クレアのそばにイフリートが浮かぶ。ただそれだけのこと。そしてクレアは少しだけ深呼吸をし、そして


「水を全て吹き飛ばせ!『精霊の炎』」


今までのように無数に出現させるのではなく、一つだけ、一つだけクレアの前に出現する。そして、クレアはそれを水の壁めがけて突き出した


「おお」

『ま、初めてだしこんなもんか。向こうもかなりの使い手みたいだし』


炎と水が相殺されて、そして水が全て消えた。正確には全て蒸発した。あれだけの水を相殺するだけの熱量を持った炎、それが『精霊の炎』か。


「ばかな!我々の水魔法を」

「消すのがクレアの本気だよ!クレア、もう一度!」

「おう!」

「また、今の魔法が」


そんなことするかよ。後ろに手を突き出せばクレアがまた僕に向かって手を突き出してくれている。
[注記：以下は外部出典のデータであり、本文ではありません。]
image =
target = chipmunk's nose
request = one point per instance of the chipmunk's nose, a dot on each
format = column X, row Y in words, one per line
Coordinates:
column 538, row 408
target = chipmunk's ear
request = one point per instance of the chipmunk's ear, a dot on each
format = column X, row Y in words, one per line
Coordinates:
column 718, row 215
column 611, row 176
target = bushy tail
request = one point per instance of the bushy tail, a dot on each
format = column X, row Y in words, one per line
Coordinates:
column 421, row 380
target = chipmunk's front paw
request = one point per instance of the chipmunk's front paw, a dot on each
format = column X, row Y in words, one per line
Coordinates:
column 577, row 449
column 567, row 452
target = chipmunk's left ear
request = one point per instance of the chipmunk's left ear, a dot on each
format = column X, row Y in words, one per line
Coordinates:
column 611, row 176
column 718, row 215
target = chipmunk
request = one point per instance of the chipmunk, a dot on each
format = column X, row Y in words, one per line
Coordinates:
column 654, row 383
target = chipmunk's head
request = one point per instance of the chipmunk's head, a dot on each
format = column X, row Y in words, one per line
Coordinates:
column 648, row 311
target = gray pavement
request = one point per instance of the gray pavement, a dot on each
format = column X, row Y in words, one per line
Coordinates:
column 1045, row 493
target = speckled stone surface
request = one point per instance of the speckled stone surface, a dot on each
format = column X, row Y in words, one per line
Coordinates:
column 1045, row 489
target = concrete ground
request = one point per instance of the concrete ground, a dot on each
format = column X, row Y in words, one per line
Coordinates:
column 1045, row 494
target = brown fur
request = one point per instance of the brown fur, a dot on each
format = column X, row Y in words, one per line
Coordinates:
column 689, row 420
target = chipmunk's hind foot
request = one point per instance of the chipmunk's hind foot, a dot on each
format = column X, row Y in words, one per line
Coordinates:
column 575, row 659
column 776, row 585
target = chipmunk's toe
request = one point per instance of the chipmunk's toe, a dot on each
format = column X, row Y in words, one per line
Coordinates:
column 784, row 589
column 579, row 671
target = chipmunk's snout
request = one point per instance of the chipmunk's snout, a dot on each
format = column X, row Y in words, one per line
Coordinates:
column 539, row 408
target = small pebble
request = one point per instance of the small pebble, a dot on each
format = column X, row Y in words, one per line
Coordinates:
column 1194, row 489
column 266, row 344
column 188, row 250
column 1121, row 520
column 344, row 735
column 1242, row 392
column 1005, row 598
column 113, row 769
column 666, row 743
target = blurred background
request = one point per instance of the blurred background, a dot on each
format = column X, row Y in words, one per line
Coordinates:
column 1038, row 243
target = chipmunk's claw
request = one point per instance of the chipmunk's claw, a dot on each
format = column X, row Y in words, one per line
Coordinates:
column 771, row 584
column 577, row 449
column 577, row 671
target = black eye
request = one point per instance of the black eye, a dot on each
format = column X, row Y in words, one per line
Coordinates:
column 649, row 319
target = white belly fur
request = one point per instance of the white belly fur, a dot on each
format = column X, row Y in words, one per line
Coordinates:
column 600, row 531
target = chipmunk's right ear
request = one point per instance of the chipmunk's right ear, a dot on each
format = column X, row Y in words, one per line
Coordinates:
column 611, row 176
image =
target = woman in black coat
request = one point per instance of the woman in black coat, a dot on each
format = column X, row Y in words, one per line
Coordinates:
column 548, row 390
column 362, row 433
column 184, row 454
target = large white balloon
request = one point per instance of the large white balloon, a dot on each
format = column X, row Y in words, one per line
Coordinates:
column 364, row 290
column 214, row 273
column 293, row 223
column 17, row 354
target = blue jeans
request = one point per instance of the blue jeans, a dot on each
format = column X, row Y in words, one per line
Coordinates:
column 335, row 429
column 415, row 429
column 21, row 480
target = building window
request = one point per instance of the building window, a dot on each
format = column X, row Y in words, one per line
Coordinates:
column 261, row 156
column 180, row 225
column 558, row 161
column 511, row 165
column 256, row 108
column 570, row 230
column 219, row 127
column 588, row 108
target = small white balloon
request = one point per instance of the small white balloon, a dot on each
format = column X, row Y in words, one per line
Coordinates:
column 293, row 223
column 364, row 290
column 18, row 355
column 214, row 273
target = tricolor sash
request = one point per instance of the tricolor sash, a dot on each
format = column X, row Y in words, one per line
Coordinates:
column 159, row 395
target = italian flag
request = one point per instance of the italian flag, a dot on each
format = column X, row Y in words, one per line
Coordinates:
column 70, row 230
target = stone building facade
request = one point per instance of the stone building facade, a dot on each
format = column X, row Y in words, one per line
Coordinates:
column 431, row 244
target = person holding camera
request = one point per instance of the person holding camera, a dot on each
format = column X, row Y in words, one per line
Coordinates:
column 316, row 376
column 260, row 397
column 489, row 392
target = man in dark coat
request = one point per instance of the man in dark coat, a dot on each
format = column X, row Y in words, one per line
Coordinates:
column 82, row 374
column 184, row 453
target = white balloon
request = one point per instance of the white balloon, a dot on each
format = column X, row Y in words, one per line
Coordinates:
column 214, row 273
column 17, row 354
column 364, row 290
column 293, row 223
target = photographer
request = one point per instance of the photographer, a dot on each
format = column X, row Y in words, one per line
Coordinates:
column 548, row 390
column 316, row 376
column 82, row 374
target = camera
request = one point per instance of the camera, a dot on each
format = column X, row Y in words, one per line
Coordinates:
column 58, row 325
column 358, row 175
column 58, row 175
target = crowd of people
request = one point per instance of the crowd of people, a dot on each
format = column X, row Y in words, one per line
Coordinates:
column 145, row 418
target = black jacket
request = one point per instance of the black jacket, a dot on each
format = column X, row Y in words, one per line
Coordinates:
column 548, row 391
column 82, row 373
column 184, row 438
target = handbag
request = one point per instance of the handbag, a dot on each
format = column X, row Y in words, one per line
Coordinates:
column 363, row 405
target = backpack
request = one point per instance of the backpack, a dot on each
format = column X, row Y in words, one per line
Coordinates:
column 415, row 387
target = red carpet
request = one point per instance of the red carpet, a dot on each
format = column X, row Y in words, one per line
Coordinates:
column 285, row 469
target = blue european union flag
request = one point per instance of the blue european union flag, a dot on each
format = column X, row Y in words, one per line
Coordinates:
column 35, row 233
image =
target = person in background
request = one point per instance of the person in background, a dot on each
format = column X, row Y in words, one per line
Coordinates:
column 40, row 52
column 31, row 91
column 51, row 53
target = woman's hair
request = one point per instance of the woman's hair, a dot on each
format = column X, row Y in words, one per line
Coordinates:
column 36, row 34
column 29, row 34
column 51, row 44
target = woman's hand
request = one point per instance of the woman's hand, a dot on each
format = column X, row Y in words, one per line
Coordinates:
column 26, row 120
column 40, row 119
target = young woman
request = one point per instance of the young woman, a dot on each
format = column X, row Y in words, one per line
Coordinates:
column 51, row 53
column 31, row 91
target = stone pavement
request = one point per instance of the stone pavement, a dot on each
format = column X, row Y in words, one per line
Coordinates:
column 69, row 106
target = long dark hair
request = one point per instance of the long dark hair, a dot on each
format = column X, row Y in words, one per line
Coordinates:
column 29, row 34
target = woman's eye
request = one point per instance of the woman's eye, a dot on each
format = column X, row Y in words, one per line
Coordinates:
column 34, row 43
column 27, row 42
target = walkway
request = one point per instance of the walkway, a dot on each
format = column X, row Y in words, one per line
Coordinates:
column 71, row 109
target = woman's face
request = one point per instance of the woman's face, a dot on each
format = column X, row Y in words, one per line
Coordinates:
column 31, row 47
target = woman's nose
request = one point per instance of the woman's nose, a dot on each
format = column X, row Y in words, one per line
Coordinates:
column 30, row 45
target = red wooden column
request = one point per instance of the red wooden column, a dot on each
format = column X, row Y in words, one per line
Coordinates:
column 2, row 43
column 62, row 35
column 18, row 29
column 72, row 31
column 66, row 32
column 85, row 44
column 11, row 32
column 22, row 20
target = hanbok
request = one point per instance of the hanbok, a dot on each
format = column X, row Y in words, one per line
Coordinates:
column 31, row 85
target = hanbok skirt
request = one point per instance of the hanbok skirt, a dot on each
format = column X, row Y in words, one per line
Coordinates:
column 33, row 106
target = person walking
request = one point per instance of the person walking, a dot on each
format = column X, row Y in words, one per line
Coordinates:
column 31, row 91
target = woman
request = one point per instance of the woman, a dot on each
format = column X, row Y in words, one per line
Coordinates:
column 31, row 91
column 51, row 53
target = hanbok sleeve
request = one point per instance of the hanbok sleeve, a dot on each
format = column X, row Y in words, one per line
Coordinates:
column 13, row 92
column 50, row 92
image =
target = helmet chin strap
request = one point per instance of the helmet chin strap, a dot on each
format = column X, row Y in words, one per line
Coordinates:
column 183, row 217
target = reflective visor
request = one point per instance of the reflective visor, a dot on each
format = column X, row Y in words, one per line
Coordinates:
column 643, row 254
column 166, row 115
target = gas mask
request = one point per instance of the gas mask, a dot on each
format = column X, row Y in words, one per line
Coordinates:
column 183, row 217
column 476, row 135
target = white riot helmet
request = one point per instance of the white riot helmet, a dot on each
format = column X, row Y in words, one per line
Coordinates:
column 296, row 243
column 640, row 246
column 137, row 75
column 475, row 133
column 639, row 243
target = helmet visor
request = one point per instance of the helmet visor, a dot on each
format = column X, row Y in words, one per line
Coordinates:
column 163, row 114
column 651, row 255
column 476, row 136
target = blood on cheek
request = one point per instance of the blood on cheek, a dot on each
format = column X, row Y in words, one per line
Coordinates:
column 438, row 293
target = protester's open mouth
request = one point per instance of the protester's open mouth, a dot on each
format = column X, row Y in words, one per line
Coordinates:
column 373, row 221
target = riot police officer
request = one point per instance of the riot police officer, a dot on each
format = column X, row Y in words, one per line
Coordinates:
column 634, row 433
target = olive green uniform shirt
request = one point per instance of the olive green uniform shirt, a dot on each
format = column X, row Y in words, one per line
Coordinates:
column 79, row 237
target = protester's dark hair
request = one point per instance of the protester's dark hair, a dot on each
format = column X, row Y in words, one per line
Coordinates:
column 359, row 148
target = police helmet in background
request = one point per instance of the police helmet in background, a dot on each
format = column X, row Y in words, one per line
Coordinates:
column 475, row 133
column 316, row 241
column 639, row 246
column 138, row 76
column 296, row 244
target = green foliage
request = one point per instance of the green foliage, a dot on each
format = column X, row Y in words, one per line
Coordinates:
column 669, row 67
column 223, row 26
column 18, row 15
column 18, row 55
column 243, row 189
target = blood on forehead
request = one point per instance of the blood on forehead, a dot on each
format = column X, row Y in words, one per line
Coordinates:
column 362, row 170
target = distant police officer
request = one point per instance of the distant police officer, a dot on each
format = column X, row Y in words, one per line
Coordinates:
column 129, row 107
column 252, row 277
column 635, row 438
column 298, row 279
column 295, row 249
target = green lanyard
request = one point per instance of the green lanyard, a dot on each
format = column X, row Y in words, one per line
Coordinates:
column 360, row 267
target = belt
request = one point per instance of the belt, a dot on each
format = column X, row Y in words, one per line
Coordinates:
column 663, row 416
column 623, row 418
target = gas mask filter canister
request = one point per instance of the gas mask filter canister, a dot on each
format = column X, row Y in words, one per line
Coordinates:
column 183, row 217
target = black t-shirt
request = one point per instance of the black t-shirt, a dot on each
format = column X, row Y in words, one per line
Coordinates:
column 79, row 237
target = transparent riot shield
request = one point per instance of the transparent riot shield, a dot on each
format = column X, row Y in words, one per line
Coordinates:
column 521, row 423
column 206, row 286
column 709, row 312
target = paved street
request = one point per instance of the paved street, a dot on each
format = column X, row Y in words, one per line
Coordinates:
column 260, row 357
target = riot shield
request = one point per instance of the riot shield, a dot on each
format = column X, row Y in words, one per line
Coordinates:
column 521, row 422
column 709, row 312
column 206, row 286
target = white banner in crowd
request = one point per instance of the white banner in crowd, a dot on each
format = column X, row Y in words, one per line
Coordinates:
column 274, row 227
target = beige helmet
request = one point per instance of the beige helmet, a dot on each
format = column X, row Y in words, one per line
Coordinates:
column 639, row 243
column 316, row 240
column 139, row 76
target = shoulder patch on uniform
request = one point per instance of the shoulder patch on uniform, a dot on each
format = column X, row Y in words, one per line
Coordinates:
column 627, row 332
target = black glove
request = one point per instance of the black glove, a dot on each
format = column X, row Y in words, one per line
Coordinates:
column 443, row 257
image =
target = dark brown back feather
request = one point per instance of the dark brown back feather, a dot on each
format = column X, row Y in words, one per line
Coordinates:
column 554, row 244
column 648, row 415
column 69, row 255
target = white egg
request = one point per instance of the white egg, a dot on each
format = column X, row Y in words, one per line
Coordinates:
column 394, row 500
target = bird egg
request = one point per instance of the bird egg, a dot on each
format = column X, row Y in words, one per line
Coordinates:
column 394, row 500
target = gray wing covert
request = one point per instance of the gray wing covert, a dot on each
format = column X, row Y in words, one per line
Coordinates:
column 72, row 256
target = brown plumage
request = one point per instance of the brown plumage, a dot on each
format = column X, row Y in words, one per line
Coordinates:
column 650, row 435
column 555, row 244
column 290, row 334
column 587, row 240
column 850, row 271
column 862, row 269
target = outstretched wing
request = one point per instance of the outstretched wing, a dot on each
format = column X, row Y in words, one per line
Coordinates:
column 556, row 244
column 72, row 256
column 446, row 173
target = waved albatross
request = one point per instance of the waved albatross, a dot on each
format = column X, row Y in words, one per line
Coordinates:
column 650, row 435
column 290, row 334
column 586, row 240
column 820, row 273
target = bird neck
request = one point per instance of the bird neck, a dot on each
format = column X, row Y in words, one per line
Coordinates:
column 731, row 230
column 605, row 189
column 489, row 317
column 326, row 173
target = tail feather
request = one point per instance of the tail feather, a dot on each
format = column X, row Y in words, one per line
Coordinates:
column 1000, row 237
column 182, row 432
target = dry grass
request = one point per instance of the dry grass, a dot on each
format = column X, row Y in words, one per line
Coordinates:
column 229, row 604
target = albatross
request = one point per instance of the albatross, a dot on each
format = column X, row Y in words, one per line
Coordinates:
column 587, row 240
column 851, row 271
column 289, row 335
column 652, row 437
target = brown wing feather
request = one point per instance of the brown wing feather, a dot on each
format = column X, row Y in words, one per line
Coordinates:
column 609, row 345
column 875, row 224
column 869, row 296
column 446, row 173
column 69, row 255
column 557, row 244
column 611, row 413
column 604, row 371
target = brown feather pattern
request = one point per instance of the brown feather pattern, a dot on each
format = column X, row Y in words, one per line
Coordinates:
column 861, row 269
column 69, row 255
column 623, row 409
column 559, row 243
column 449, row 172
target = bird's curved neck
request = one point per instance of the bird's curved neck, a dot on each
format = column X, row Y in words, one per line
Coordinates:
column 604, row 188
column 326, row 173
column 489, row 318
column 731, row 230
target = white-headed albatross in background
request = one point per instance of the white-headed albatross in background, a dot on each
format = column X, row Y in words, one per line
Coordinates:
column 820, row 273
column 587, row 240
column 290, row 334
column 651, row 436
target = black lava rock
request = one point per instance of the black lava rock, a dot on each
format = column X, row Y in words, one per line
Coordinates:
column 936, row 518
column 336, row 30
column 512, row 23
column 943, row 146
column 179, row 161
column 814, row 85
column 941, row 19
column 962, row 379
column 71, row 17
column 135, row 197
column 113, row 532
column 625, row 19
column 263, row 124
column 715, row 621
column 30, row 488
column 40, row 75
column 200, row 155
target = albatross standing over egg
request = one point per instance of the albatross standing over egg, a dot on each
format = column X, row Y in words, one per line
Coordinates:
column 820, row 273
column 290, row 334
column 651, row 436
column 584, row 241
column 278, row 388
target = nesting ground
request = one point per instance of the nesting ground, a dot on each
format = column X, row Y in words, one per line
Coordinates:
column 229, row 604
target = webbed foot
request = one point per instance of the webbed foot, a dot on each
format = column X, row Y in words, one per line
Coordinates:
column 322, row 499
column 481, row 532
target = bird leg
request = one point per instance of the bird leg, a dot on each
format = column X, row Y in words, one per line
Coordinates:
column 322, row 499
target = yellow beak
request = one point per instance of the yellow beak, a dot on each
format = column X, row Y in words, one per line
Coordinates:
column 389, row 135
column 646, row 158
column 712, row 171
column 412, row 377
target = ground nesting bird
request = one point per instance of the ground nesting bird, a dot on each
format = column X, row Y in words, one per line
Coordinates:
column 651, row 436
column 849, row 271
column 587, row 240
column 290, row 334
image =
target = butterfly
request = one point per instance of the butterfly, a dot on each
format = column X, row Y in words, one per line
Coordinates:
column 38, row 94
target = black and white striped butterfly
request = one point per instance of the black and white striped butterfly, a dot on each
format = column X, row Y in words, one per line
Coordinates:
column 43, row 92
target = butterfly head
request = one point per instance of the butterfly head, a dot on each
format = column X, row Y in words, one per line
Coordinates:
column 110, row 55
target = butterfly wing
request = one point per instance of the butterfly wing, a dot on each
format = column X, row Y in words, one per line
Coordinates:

もう一度お互いの魔力をリンクさせる。


「『電気の玉』」


電気の玉を大量に生み出しそれを相手めがけて飛ばしていく。そして水蒸気でかなり視界が悪くなっているところにたどり着いた瞬間、


「『遠隔起動(remote)』」


それらを全て一気に爆発させる。それによってあたり一面に広がっていた水蒸気が全て電気分解され、水素と酸素に分解される。さらに


「『発火』」


電気の玉に纏わせていたクレアの魔力によって小さな炎の爆発を発生させる。そう、この世界に来てなんど使ったかわからない初見殺しの大技


『まあこれはどちらかっていうと水素爆発だけどねー。みんな爆発に注意しなさい。あ、「領域」を使っても無駄よ?あれ自然現象の一種だから』

「『電気鎧(armor)第三形態(third)』」

「『炎の鎧』」


僕とクレアはリンクを解除するとお互いに自分の魔力の鎧を身にまとって爆発に備える。先輩たちもできれば防御してくれているとありがたいんだけど…まあ先輩たちだし大丈夫か


僕らの目の前でかなり大規模な爆発が発生し、備えていたにもかかわらず、僕は爆風で吹き飛ばされそうになった。